Même si, pour paraphraser Hamlet, il y a quelque chose de pourri dans l’empire du jeu vidéo, des acteurs de cette industrie prennent également position contre les loot boxes en particulier et les microtransactions en général. C’est le cas de Shigeru Miyamoto, le créateur de Super Mario, Donkey Kong ou The Legend of Zelda, qui a récemment mis en garde l’industrie du jeu vidéo contre ces pratiques.

Du côté des studios, des éditeurs et des distributeurs, certains insistent ont fait de leurs pratiques vertueuses un argument de vente. La plate-forme GOG.com met par exemple en avant l’absence de mesures techniques de protection (MTP, ou DRM en anglais) qui permettent de contrôler l’utilisation des œuvres numériques – autrement dit, le joueur possède véritablement les jeux achetés. Un système de prix équitables a également été mis en place : GOG.com rembourse ainsi aux joueurs la différence lorsqu’un article coûte plus cher dans leur pays qu’aux États-Unis. Pour enfoncer le clou sur les DRM, GOG.com a lancé en août 2018 une initiative contre les DRM, « FCK DRM », afin de dénoncer la présence des DRM et d’éduquer le public.

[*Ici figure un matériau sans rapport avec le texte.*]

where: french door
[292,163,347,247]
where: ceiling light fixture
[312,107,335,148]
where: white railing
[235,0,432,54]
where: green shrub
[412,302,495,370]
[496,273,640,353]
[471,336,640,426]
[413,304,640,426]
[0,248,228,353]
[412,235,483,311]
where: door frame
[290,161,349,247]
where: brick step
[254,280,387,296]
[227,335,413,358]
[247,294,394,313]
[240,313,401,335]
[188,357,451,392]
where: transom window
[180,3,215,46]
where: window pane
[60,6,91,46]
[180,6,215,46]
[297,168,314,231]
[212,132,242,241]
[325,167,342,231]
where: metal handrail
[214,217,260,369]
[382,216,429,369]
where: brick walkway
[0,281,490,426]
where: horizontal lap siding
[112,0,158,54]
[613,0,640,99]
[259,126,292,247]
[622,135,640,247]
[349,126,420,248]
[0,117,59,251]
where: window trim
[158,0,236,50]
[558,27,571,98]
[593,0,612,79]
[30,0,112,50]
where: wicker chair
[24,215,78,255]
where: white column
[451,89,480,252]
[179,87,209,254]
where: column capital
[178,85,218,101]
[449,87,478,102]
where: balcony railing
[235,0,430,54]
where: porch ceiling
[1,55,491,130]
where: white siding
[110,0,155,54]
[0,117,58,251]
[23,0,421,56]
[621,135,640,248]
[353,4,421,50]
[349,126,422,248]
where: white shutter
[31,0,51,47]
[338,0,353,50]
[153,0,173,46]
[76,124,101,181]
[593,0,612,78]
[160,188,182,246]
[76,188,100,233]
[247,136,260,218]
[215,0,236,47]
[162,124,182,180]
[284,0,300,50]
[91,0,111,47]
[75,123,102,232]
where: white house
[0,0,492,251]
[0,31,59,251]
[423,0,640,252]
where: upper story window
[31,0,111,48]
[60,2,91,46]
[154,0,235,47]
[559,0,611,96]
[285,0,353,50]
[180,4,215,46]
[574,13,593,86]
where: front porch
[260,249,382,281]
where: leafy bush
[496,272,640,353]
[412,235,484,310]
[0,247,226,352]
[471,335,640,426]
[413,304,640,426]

Au-delà des réactions contre Star Wars Battlefront ou d’autres jeux, d’autres initiatives de joueurs émergent comme le site Microtransaction.zone. L’ambition du site est de devenir : « your one-stop source for information about how badly various video games are sticking their dick in it when it comes to monetization » (« votre unique source d’informations sur la manière dont différents jeux vidéo vous la mettent (sic) quand il s’agit de monétisation »).

La violence du propos ne laisse aucun doute : entre les éditeurs à la recherche de nouvelles formes de monétisation, les joueurs, les associations de consommateurs et les organismes de contrôle et de protection, la bataille est loin d’être terminée.